Users can access all of the information sent by the sensors that the defense center has processed through a web browser using their previously set username and password. The information available on the dashboard page includes the sensor statistics; the daily, weekly, and monthly attack data; and a page for sensor management. We used [21,22] to design our dashboards, and Figure 9 shows examples of our dashboards. We provided two main menus on the left side: (1) Monitoring & Statistics and (2) Report & Summary. The IDS metrics that we used are as follows:
  • Top 20 Alarming Signatures (ordering, highest count);
  • Top 20 Alerts by Date Metric (ordering, highest count);
  • Alerts by Source IP (aggregation, grouping);
  • Alerts by Date;
  • Alerts by Destination IP (aggregation, grouping);
  • Alerts Categorized by Severity (aggregation, grouping);
  • Number of Alerts by Signature (aggregation, grouping);
  • Alerts by Source Port (aggregation, grouping);
  • Alerts by Destination Port (aggregation, grouping); and
  • Source IP by Country (aggregation, count, sort).
We used the D3-geo module of D3.js as a web application (STEVIA) to visualize the attack maps on the user’s dashboard. As explained previously, MongoDB receives data from Apache Spark through the change stream feature then notifies the web application to generate the maps. Figure 10 shows the attack maps on the user’s browser.

5. Conclusions

The rapid change in Internet technology with cloud computing and big data technology challenged us to develop a new platform for a network intrusion detection system (NIDS).
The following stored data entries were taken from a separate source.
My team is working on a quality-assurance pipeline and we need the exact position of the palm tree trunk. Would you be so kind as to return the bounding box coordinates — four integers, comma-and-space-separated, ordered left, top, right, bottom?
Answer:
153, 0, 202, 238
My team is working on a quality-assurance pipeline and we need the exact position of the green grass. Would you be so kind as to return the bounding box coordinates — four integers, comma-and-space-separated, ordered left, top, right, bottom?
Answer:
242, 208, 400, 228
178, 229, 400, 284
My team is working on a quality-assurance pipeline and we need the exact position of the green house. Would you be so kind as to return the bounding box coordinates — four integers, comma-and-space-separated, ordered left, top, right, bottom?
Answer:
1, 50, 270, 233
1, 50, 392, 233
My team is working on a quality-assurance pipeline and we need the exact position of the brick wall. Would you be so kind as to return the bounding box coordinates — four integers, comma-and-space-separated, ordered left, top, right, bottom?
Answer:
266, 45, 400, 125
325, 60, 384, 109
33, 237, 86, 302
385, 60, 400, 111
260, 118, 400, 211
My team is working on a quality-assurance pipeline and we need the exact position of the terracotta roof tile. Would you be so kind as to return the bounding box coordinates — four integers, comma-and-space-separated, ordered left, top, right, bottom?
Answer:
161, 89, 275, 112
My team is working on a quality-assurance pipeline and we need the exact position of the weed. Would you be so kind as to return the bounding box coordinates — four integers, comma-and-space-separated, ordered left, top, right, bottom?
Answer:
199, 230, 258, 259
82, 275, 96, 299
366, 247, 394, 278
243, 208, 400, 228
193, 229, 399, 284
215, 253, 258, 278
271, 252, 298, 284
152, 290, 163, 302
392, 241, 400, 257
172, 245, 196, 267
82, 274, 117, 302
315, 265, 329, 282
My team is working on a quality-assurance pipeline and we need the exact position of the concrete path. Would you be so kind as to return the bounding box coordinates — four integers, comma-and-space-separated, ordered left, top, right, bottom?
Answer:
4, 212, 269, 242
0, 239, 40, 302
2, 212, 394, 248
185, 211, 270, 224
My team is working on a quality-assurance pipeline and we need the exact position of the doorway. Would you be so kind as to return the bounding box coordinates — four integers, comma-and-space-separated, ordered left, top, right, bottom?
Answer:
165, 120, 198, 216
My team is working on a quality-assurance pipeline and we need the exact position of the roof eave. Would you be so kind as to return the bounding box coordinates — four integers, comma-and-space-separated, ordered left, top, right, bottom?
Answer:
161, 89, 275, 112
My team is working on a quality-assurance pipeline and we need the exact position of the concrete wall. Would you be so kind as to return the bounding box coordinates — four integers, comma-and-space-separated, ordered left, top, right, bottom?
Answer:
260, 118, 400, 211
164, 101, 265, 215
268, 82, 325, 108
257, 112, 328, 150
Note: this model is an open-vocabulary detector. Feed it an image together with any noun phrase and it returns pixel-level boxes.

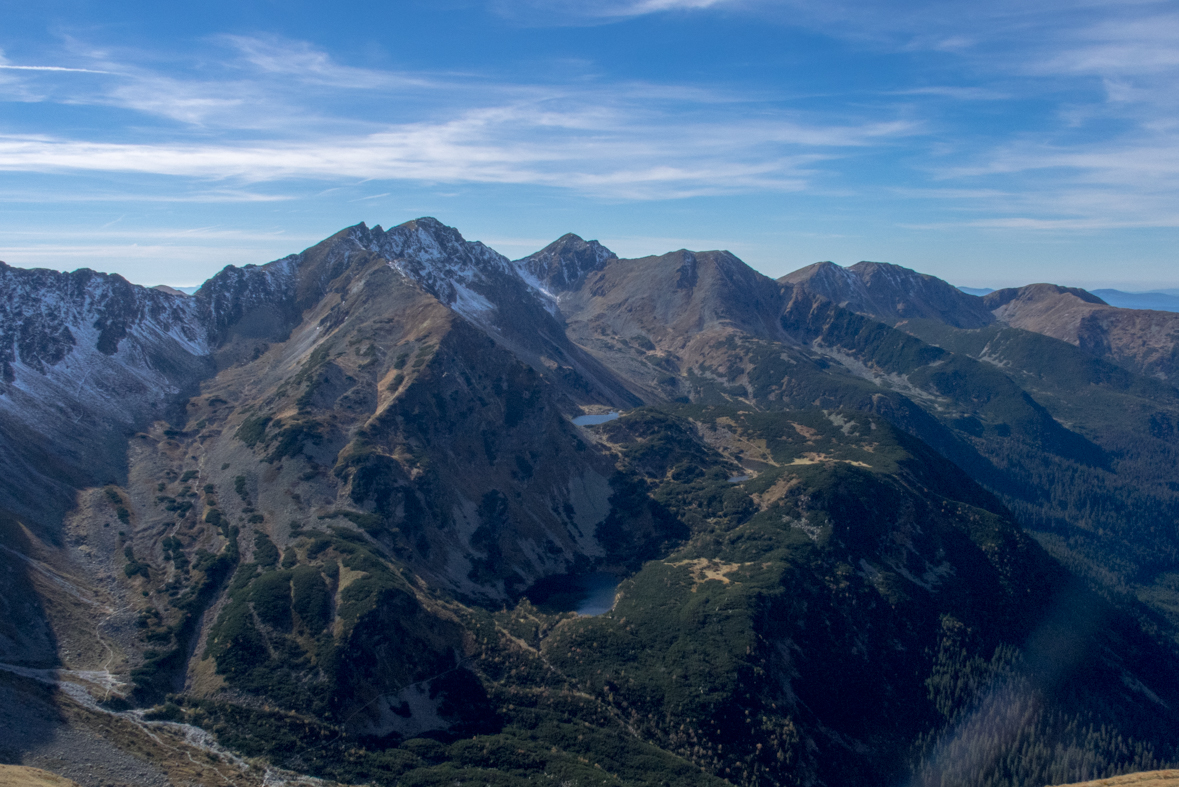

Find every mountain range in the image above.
[2,218,1179,787]
[1089,290,1179,313]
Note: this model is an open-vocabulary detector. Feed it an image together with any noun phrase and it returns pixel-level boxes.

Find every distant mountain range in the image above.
[2,220,1179,787]
[1092,289,1179,312]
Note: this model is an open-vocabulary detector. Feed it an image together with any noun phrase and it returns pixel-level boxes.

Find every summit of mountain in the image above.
[985,281,1109,311]
[551,247,788,399]
[981,283,1111,352]
[560,248,784,345]
[984,283,1179,381]
[514,232,617,295]
[781,261,1179,383]
[782,259,995,329]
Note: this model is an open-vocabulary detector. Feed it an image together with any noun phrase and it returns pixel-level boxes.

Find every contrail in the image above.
[0,65,112,74]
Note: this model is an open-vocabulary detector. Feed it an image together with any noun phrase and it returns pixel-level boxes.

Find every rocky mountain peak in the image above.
[779,261,860,300]
[847,260,995,328]
[349,217,526,322]
[984,282,1109,311]
[514,233,618,296]
[782,259,994,329]
[193,254,300,343]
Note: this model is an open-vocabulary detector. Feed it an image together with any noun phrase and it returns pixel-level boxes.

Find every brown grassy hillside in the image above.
[0,765,81,787]
[1052,770,1179,786]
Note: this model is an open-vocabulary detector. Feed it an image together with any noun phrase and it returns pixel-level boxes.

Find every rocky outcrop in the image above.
[515,233,617,295]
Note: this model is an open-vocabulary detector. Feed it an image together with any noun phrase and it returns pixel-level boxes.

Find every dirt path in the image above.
[0,659,343,787]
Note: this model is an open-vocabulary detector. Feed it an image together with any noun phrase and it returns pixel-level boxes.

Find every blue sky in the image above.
[1,0,1178,290]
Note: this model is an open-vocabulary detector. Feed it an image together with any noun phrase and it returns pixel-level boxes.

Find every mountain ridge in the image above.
[782,258,995,329]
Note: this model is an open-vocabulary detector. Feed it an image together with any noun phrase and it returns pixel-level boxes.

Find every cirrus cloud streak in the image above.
[0,92,917,199]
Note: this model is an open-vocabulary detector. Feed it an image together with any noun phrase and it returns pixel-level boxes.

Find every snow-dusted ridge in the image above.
[0,218,614,401]
[0,263,221,522]
[0,217,569,405]
[344,217,563,324]
[0,263,208,382]
[0,217,614,522]
[0,263,213,437]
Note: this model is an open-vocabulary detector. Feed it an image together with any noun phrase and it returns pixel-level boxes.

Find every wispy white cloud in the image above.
[902,141,1179,230]
[1029,10,1179,77]
[0,227,308,242]
[5,6,1179,240]
[0,186,294,204]
[0,117,888,199]
[217,35,440,90]
[0,36,454,130]
[0,47,116,75]
[889,86,1011,101]
[607,0,738,16]
[491,0,744,23]
[932,134,1179,192]
[0,40,920,201]
[0,64,113,74]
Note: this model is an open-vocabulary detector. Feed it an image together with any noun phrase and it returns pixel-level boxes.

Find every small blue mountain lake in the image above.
[524,572,620,616]
[571,412,620,426]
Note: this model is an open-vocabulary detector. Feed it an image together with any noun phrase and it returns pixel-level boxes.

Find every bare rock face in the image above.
[350,218,523,323]
[514,233,617,295]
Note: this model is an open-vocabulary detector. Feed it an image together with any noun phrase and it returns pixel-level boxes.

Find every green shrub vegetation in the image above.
[165,403,1178,786]
[235,415,271,447]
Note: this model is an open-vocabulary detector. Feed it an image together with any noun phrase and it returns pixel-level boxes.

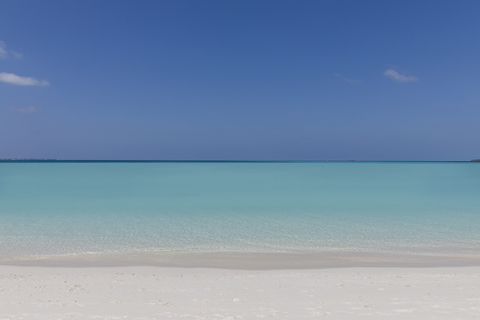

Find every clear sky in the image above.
[0,0,479,160]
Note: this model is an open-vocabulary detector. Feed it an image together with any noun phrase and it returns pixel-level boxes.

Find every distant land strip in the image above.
[0,158,59,161]
[0,159,480,162]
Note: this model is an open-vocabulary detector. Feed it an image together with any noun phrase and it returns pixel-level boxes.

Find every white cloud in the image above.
[0,72,50,86]
[384,69,418,82]
[5,106,40,114]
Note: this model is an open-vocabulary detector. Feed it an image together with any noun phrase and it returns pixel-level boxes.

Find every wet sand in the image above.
[3,250,480,269]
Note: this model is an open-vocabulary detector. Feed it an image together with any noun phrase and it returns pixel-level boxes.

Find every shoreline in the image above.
[3,250,480,269]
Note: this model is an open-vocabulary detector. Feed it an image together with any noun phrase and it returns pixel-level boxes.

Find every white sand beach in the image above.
[2,265,480,319]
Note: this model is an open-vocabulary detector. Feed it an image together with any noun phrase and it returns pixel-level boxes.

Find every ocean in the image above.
[1,161,479,267]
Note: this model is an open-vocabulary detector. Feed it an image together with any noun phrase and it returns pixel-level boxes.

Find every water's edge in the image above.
[2,251,480,270]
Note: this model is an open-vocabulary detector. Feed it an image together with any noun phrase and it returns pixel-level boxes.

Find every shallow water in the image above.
[1,161,479,264]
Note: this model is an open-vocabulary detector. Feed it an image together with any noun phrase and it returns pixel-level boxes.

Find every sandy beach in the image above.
[2,265,480,319]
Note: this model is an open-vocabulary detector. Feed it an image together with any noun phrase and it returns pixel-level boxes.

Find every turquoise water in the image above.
[0,161,479,260]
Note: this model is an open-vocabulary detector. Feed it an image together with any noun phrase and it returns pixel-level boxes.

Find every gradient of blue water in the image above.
[1,162,479,259]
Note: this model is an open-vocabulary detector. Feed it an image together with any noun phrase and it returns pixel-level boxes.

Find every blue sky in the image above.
[0,0,479,160]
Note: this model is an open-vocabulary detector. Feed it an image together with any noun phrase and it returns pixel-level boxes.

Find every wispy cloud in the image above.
[11,51,23,59]
[334,73,362,84]
[345,78,362,84]
[5,106,40,114]
[0,41,7,59]
[0,41,22,59]
[0,72,50,86]
[384,69,418,82]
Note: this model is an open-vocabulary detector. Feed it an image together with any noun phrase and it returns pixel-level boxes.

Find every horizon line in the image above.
[1,159,479,163]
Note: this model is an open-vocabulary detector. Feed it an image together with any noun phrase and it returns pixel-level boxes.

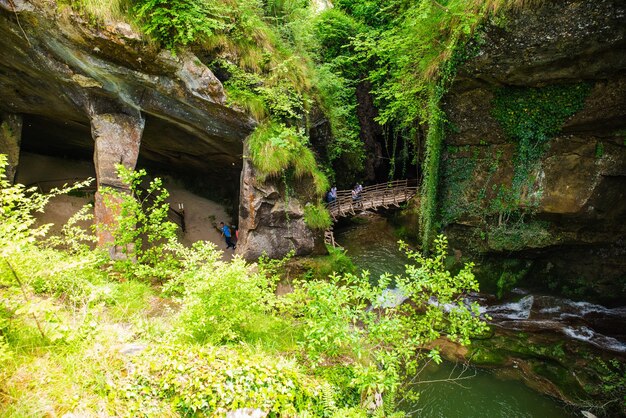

The cloud-based NIDS platform requires sensors that act as multi-agents, messaging middleware, and big data environments.
The change in the installation method and configuration of the Snort sensor enables it to act as an agent that is distributed over the cloud using Docker technology. The use of Docker can significantly reduce the sensor development and configuration time on the user side. We created our Docker image based on Alpine Linux distributions for the minimum image file size and build time.
Our experiment shows that the MQTT protocol has lightweight and latency qualities for communication between the sensors and the defense center. We used the following big data technologies inside the defense center: Apache Kafka, Hadoop, Spark, Mongo DB, Cassandra DB, and Rest API. Data ingestion by Apache Kafka was observed in our experiment. The experiments showed that Apache Kafka has a maximum message rate of 650,000 messages/sec and a maximum throughput of 172 MBps for streaming data into Spark and Hadoop.
In summary, based on our novel design, we successfully developed a cloud-based Snort NIDS and found the optimum method of message delivery from the sensor to the defense center. We also succeeded in developing the dashboard, and the attack maps to display the attack statistics and visualize the attacks. Our design is the first to implement a big data architecture, namely, the Lambda architecture, at the defense center as part of a network security-monitoring platform. We provide the detailed architecture of our system in Appendix A.

6. Future Work

Nevertheless, our work can be improved and expanded. Some future works are:
  • Gather data to calculate the minimum hardware and software requirements of each platform component;
  • Change the data source with a packet-flow feature extractor such as CICFlowMeter [23] and analyze it using the big data with MLlib.
  • Change the data source with various open-source IDS, e.g., Suricata [24], Zeek [25]
  • Use ELK [26] or Grafana [27] for data visualization analysis.

Author Contributions

K.R. led the project for the stable version of this system. M.S. administered the project for the stable version of this system and wrote the original draft of this paper. F.A.S. and M.S. initiated the project and developed the main conceptual ideas, proof outline, and committer. The experiments were planned and implemented by I.U.N., J.A.N.H. and F.A.S. F.A.S. developed the NIDS Agent-Based on Snort Sensor software. F.A.S. performed big data integration. J.A.N.H., K.R. supervised F.A.S., J.A.N.H. and I.U.N. in experimentation and numerical calculations. All authors have read and agreed to the published version of the manuscript.

Funding

This publication is supported by Direktorat Riset dan Pengembangan Universitas Indonesia through Hibah Publikasi Terindeks Internasional (PUTI) Q2 Scheme No. NKB-1680/UN2.RST/HKP.05.00/2020.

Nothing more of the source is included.